Он повернулся к толпе, и все снова закричали:
— Помьиловать! Помьиловать!
К столу подошел скрипач, снял шляпу, заговорил, оглядываясь на переводчицу:
— Когда у нас были фашисты, один обидел мою сестру. Я был глупый и пошел жаловаться капитану. Он сказал: «Подойди ближе». Я подошел, а он драл меня за уши и говорил: «Не учись жаловаться, учись терпеть». Когда мы шли сюда, то все думали, суд даст казаку выговор или как называется… работать на кухне. А тюрьма за лошадь — нельзя. Лучше расстрелять лошадь. Чтобы ее не было.
Поднялся такой шум, невозможно было разобрать ни одного слова. Майор, хмурясь, говорил что-то старшему лейтенанту, тот листал книгу. Наконец закрыл ее и, опять пожав плечами, неохотно кивнул головой.
Майор встал, поднял руку:
— Учитывая просьбу народа, военно-полевой суд пересмотрел дело кавалера двух орденов «Славы» гвардии казака Моисеенко и отменил первоначальный приговор. Суд предлагает командиру части наказать Моисеенко строгим арестом на гауптвахте.
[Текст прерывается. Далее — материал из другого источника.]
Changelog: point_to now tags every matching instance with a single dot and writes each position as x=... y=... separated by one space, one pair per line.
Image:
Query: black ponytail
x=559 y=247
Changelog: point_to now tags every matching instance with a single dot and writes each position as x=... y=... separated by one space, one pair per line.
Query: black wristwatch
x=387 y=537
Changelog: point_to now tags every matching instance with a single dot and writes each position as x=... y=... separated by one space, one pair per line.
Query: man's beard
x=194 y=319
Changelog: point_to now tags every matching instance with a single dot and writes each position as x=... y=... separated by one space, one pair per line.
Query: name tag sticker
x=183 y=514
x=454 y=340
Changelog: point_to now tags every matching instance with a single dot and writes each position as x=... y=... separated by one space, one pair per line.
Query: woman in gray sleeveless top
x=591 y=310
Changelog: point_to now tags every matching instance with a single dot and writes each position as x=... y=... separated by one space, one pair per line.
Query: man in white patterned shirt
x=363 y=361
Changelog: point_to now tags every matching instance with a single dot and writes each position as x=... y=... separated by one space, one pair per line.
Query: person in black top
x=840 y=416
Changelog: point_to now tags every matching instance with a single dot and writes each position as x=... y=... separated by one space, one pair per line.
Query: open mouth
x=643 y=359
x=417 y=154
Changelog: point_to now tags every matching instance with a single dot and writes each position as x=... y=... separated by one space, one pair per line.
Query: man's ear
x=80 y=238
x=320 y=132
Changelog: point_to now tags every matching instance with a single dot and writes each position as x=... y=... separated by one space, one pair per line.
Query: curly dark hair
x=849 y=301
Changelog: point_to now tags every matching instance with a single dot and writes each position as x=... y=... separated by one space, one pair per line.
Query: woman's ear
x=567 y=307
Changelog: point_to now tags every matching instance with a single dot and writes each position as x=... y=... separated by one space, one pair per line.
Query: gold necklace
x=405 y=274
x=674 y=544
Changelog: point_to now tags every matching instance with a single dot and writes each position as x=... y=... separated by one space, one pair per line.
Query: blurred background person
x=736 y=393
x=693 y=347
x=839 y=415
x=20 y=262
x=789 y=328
Кто-то из казаков крикнул «ура», тотчас подхватил весь эскадрон, потом «ура» перекинулось к чехам и покатилось над маленькой площадью. Полетели кубанки и шляпы, мы жали чехам руки, будто нам вместе удалась большая победа.
Заиграла скрипка, и Зеленчук, звеня шпорами и гикая, пустился плясать лезгинку.
Когда я вернулся в эскадрон, Моисеенко сидел возле коновязи и чинил недоуздок. Перед уходом на гауптвахту он приводил в порядок снаряжение. Великан, косясь на хозяина, хрустел овсом. Он все еще был расписан в шахматную клетку.